Lollardy was initially led by John Wycliffe, a Catholic theologian who was dismissed from the University of Oxford in 1381 for heresy. Wycliffe held that the Bible was the only valid source of doctrine and rejected transubstantiation, arguing that it was philosophically impossible because it required the destruction of matter.
What does the word Lollard mean?
According to the Oxford English Dictionary, Lollard most likely derives from the Middle Dutch lollaerd, meaning "mumbler" or "mutterer", from the verb lollen. It was originally a derogatory nickname for followers of Wycliffe who lacked an academic background. By the mid-15th century it had come to mean a heretic in general.
What were the Twelve Conclusions of the Lollards?
The Twelve Conclusions were a set of demands posted on the doors of Westminster Hall in February 1395, petitioning Parliament. They covered topics including rejection of clerical wealth, opposition to Church involvement in secular government, condemnation of saint worship as idolatry, and the view that the Eucharist was not clearly defined in scripture.
How were Lollards persecuted by the English authorities?
The law De heretico comburendo, enacted in 1401 during the reign of Henry IV, made heresy equivalent to sedition against the state. John Badby became the first layman executed for heresy in England in 1410. In the Diocese of London, about 310 Lollards were prosecuted or forced to abjure between 1510 and 1532.
What is the connection between John Oldcastle and Lollardy?

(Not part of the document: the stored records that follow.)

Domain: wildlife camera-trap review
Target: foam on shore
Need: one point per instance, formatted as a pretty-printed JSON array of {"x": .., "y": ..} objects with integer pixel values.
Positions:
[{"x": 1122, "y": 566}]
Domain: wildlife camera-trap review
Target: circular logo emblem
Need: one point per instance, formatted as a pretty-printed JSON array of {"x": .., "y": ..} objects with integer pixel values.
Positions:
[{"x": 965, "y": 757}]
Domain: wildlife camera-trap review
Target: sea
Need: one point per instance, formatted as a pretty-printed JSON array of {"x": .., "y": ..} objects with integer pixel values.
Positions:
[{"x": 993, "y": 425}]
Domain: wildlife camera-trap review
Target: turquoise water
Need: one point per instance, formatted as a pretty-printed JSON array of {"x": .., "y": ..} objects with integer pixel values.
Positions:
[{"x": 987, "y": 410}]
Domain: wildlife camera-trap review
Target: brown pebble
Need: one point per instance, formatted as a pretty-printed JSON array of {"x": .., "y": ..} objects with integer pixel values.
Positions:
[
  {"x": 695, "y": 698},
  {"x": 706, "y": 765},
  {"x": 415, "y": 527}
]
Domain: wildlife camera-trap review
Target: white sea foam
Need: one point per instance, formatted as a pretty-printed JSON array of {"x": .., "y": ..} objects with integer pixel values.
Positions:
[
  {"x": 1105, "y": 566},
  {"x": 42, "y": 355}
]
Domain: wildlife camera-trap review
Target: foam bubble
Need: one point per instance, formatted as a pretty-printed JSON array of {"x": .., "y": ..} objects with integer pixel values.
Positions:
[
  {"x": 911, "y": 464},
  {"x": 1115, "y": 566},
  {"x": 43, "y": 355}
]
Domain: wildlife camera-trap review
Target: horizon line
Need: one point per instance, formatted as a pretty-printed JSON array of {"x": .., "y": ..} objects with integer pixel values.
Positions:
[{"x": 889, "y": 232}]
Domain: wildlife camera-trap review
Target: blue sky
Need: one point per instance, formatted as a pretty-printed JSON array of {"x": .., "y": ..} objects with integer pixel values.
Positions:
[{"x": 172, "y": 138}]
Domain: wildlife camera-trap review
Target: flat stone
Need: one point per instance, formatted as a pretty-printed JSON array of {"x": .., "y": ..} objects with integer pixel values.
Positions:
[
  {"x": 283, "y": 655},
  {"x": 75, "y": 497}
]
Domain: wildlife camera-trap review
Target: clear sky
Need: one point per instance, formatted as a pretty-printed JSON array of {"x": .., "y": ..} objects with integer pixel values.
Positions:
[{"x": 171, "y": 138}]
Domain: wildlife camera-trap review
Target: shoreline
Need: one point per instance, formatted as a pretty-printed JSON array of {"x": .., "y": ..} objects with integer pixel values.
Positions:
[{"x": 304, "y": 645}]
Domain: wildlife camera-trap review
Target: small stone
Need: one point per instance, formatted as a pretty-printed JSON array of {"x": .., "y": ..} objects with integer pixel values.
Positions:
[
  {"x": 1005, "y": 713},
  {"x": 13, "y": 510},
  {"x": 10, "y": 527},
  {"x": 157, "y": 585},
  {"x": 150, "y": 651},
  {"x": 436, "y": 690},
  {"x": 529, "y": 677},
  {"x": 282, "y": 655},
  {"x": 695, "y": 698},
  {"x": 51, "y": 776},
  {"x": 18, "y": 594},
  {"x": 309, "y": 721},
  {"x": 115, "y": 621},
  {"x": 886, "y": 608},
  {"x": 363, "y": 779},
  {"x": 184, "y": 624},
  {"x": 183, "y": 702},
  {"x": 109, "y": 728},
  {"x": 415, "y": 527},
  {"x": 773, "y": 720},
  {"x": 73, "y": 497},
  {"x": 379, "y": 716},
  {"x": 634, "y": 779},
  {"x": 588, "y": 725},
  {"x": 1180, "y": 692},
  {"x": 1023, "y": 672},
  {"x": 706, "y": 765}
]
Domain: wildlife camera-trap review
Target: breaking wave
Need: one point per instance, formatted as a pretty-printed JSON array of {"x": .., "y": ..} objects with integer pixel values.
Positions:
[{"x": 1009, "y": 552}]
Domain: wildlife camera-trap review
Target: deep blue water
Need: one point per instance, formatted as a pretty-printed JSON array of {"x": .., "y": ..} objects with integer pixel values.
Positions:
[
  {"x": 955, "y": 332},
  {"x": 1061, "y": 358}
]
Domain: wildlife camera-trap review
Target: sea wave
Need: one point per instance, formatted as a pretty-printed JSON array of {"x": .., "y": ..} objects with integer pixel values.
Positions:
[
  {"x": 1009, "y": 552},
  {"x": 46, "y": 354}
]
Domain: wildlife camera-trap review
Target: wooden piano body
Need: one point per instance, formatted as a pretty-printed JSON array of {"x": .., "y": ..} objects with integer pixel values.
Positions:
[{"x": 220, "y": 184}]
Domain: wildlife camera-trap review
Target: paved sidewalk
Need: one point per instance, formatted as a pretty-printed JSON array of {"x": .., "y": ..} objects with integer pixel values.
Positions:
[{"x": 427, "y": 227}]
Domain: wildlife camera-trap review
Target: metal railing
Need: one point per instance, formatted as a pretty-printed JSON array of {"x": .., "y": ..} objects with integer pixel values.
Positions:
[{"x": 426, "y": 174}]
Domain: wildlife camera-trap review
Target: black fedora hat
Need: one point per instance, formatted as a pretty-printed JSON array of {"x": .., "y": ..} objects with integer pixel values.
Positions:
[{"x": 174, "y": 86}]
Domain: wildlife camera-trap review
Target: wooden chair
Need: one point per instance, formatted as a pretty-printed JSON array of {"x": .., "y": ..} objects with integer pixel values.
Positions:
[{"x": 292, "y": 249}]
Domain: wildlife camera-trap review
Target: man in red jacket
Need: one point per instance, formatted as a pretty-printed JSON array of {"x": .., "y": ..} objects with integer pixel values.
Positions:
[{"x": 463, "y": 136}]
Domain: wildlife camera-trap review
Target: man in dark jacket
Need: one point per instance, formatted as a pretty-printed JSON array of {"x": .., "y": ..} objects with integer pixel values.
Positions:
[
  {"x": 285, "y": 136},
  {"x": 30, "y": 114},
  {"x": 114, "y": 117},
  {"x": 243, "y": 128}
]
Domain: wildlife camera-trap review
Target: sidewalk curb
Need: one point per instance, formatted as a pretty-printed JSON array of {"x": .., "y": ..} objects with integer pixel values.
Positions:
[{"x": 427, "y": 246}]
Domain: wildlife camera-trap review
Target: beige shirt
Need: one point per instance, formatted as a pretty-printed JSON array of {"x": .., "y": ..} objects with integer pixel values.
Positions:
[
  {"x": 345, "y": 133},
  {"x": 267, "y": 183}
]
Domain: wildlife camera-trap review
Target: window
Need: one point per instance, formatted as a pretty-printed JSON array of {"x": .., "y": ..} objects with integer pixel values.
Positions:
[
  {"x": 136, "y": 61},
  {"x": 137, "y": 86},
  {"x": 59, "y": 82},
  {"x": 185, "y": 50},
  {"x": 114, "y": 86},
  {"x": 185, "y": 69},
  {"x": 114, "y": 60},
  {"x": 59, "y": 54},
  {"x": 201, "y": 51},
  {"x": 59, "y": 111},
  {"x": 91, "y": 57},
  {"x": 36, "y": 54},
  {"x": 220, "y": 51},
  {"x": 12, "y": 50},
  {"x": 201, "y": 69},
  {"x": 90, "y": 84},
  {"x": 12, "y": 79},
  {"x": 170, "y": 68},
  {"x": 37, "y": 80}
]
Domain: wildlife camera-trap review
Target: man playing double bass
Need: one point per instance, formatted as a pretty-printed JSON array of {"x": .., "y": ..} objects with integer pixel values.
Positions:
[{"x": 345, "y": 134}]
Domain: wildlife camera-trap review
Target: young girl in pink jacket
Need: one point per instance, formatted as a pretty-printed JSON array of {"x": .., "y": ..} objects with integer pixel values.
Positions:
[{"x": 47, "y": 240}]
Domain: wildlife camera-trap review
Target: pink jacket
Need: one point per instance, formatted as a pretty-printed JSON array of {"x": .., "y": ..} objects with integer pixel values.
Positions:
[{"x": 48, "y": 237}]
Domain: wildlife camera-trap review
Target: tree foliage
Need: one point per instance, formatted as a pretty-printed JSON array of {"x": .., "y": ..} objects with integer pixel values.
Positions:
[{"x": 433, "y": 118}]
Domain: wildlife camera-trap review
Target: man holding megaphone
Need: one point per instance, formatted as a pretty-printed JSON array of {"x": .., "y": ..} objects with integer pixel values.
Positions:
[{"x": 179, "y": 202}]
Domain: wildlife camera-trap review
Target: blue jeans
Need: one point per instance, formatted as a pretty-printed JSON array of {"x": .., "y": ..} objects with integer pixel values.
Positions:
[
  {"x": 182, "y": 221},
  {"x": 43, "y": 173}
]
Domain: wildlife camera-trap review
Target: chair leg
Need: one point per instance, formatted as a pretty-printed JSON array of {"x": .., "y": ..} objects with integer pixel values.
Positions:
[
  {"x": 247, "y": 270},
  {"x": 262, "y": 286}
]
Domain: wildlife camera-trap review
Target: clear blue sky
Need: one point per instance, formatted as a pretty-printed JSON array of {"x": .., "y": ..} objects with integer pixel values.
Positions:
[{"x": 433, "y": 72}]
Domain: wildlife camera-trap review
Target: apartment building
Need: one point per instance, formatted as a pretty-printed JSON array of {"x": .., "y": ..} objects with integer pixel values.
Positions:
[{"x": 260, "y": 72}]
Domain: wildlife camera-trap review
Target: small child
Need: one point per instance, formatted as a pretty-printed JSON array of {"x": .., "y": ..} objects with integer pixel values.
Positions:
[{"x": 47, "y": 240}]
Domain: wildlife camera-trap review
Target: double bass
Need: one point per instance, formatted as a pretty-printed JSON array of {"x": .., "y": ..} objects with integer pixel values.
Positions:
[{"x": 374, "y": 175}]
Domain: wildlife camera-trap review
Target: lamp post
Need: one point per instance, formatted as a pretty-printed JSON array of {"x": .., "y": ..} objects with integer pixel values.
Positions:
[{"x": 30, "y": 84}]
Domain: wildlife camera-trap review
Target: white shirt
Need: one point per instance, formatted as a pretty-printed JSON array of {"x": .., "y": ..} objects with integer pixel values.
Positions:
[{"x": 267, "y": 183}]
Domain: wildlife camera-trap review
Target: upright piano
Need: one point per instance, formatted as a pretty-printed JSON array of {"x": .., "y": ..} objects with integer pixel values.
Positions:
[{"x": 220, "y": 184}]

John Oldcastle was a close friend of Henry V of England and a committed Lollard. Brought to trial in 1413, he escaped from the Tower of London and organized an insurrection that included an attempted kidnapping of the king. He was subsequently executed. Oldcastle is also the historical basis for the character of Falstaff in Shakespeare's Henry IV, Part 1.
How did Lollardy influence the English Reformation?
Lollards were effectively absorbed into Protestantism during the English Reformation, though scholars debate whether Protestants directly drew on Lollard ideas or invoked the movement to create a sense of English Protestant tradition. Archbishop Thomas Cranmer referenced Lollardy, and Bishop Cuthbert Tunstall called Lutheranism the "foster-child" of the Wycliffite heresy. The similarity between Lollard ideas and those of later groups such as the Baptists, Puritans, and Quakers suggests some continuation.